As alternatives to $c$ being injective:

  1. What if we assume $c$ is not injective but is a local diffeomorphism?

  2. What if we assume $c$ is not injective but $\tilde{c}$ is a local diffeomorphism?

  3. What if we assume $c$ is not injective but $c$ is a local diffeomorphism onto its image? (Ignore if this is the same question as (2)...which it might not be based on this. I indirectly ask about this here)

  4. What are other conditions we can have on $c$ to make the example true without assuming $c$ injective?

    • Update A: Based on quarague's comments below, it seems one condition to make the example true is to assume the image has non-empty boundary. Then this would make $c$ injective and the example true. This is technically beyond the letter of the scope of the example, but definitely in the spirit. I'll ask about this in another question. Maybe this was actually the critical error, but I'm curious as to how this might be true for non-injective (perhaps we could somehow have non-injective but with non-empty boundary).
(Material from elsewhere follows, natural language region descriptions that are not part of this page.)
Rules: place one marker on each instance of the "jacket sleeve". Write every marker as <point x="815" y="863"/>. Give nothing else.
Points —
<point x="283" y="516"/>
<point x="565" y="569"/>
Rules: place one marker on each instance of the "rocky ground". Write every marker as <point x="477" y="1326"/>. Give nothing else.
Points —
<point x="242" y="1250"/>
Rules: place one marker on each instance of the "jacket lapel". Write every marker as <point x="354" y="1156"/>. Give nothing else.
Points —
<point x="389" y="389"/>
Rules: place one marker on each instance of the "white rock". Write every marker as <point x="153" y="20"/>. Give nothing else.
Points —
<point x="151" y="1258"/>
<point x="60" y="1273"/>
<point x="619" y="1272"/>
      • Update B: Asked here.

Update 1: Based on "Most of the concepts introduced for a manifold extend word for word to a manifold with boundary..." and on this, I think $c$ is indeed a local diffeomorphism onto image if and only if $C$ were a 1-submanifold with boundary of $M$ (as opposed to simply being an arbitrary 1-manifold with boundary that happens to be a subset of $M$. I ask about this here). Therefore, I think alternatives (2) and (3) are ruled out.

Update 2: As for alternative (1), if $c$ were assumed to be a local diffeomorphism, then $C$ becomes not only some 1-manifold with boundary that happens to be a subset of $M$ but actually a regular/an embedded 1-submanifold with boundary of $M$, in particular with codimension zero since $C$ would be open in $M$ since local diffeomorphisms are open maps. Hence, $\dim M = 1$ (assuming $M$ has a dimension since in this book not all manifolds with boundary have dimensions). I don't think $M$ is given to be a manifold with non-empty boundary, so if $M$ were a manifold ($\partial M = \emptyset$), then I guess $C$ would have to be a manifold too ($\partial C = \emptyset$). If $M$ were a manifold with non-empty boundary, then while we have that $C$ is a manifold with boundary, I don't see any guarantee that $C$ has non-empty boundary.

Update 3: It appears injectivity of $c$ is equivalent to $\partial C \ne \emptyset$ based on the question in Update B, and thus the answer to this question is

This is an issue of "with boundary" meaning "with non-empty boundary" (see quarague's comments) and that of injectivity of $c$ is equivalent to $\partial C \ne \emptyset$ (see punctured dusk's answers here and here).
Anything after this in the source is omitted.